October 2007


The Grip Weeds - House of Vibes Revisited
Ground Up Records GUCD 5756 4
Format: CD
Originally released: 1994
Reissue released: 2007

by Joseph Taylor
josepht@soundstage.com

Musical Performance ****1/2
Recording Quality ****
Overall Enjoyment *****

I knew House of Vibes Revisited was a reissue when I played it through the first time, but it wouldn’t have surprised me to learn it was first released in 1967 rather than 1994, when it debuted. The Grip Weeds, a New Jersey power-pop quartet, recorded House of Vibes in a studio the band put together in an old house in Highland Park. In the ensuing years the band built a more technologically advanced studio in a house across town.

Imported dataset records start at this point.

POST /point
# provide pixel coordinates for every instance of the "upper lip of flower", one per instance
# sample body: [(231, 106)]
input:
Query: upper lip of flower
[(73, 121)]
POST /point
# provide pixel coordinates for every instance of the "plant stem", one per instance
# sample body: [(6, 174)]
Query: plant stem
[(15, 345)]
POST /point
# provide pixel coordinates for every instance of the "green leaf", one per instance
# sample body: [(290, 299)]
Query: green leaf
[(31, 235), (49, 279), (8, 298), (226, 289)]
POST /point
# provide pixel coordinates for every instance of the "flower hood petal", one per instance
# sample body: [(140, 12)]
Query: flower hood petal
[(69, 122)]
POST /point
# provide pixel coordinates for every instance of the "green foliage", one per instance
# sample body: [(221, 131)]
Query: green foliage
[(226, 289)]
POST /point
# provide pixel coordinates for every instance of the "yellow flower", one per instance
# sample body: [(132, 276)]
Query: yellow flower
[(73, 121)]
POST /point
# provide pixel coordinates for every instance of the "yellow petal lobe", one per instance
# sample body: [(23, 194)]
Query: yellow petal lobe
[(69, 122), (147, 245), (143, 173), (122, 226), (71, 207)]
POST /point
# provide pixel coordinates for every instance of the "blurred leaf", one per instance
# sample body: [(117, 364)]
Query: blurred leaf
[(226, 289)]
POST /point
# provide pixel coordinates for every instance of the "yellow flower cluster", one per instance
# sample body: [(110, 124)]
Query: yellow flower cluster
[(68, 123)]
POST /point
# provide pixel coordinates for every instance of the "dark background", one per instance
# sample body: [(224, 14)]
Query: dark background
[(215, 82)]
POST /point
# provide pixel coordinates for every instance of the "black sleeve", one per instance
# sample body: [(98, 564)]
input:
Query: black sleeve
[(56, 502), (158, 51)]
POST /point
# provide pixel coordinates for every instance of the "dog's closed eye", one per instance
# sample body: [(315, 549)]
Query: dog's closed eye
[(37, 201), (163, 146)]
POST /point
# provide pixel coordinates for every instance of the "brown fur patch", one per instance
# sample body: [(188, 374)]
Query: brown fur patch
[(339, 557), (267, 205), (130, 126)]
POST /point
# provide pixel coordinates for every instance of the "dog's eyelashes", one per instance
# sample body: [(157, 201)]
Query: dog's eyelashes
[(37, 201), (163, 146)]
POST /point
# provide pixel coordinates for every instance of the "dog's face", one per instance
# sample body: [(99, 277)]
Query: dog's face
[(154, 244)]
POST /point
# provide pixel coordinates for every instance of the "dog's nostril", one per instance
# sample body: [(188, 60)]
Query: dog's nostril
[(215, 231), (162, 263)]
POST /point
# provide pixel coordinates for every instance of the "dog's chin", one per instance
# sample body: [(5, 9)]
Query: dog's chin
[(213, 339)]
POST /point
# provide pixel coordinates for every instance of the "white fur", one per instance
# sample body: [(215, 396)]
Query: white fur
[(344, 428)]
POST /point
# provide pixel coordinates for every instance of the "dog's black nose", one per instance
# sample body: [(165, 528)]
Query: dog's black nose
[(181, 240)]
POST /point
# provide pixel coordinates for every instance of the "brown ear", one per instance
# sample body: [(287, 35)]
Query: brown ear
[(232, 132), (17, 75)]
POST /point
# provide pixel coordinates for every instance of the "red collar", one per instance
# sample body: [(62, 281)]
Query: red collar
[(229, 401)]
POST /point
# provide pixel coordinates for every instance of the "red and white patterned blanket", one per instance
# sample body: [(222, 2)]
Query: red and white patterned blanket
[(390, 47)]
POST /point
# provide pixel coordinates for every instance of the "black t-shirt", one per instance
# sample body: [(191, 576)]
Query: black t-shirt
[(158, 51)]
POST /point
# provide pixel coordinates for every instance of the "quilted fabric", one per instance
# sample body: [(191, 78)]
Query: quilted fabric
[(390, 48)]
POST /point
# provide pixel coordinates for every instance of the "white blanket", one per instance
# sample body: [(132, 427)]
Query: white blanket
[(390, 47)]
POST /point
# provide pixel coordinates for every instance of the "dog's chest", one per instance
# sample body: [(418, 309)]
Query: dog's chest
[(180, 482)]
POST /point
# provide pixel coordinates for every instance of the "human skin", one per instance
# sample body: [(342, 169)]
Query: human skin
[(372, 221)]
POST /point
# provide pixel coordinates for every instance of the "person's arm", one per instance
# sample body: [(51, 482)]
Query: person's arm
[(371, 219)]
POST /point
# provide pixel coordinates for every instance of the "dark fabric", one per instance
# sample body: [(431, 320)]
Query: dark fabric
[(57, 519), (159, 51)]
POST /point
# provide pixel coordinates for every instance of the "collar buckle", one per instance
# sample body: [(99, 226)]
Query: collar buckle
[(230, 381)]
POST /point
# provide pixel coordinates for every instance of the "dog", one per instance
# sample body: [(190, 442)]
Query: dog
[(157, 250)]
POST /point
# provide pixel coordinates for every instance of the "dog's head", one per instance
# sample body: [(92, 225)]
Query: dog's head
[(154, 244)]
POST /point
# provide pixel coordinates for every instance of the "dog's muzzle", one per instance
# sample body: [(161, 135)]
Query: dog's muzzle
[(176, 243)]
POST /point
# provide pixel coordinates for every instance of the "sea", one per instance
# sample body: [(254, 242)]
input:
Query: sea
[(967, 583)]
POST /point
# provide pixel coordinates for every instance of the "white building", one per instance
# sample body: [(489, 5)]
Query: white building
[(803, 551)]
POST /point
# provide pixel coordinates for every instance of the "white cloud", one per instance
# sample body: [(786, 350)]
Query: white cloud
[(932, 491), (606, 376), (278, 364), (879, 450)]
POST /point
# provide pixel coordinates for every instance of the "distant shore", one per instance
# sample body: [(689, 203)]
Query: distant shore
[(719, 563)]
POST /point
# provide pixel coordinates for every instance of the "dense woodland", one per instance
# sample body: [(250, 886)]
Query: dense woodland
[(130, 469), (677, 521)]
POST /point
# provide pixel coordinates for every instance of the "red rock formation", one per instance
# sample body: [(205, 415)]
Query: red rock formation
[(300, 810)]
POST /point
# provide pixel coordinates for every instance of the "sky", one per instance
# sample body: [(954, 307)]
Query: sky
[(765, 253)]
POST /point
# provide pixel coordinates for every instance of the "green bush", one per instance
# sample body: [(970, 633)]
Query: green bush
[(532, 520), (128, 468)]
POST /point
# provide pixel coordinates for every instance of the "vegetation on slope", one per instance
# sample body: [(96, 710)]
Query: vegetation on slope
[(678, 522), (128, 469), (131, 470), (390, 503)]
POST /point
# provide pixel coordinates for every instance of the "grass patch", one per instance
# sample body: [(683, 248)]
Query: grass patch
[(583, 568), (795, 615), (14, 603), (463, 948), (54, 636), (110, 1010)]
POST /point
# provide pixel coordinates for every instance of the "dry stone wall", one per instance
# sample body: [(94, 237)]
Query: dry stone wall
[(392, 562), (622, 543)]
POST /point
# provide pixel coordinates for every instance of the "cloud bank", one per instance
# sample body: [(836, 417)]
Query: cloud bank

They used this new technology to give House of Vibes Revisited a more polished sound than the original. They’ve also added 13 bonus tracks, including interviews with band members, demos, and live tracks.

The original 12 tracks on House of Vibes Revisited show a striking command of late-'60s rock‘n’roll. The songs cover a lot of ground, from the raging guitar rock of "Out of Today" and the Who-ish "Someone" to the acoustic pop of "Realize" and "Always Come." The songs are wonderfully melodic and feature complex, densely constructed harmony vocals that invite comparisons to the Mamas and the Papas or the Left Banke (a particularly strong influence, at least to my ears). Instruments and vocals are cleanly separated in this remaster, and the bonus tracks demonstrate that the band was able to re-create live the magic they created in the studio.

Considering the DIY source of the recording, House of Vibes Revisited is sonically impressive -- it’s an honest, undoctored recording. It’s easily my pick for reissue of the year and, along with Richard X. Heyman’s Actual Sighs, it’s the most impassioned rock‘n’roll I’ve heard in a long time.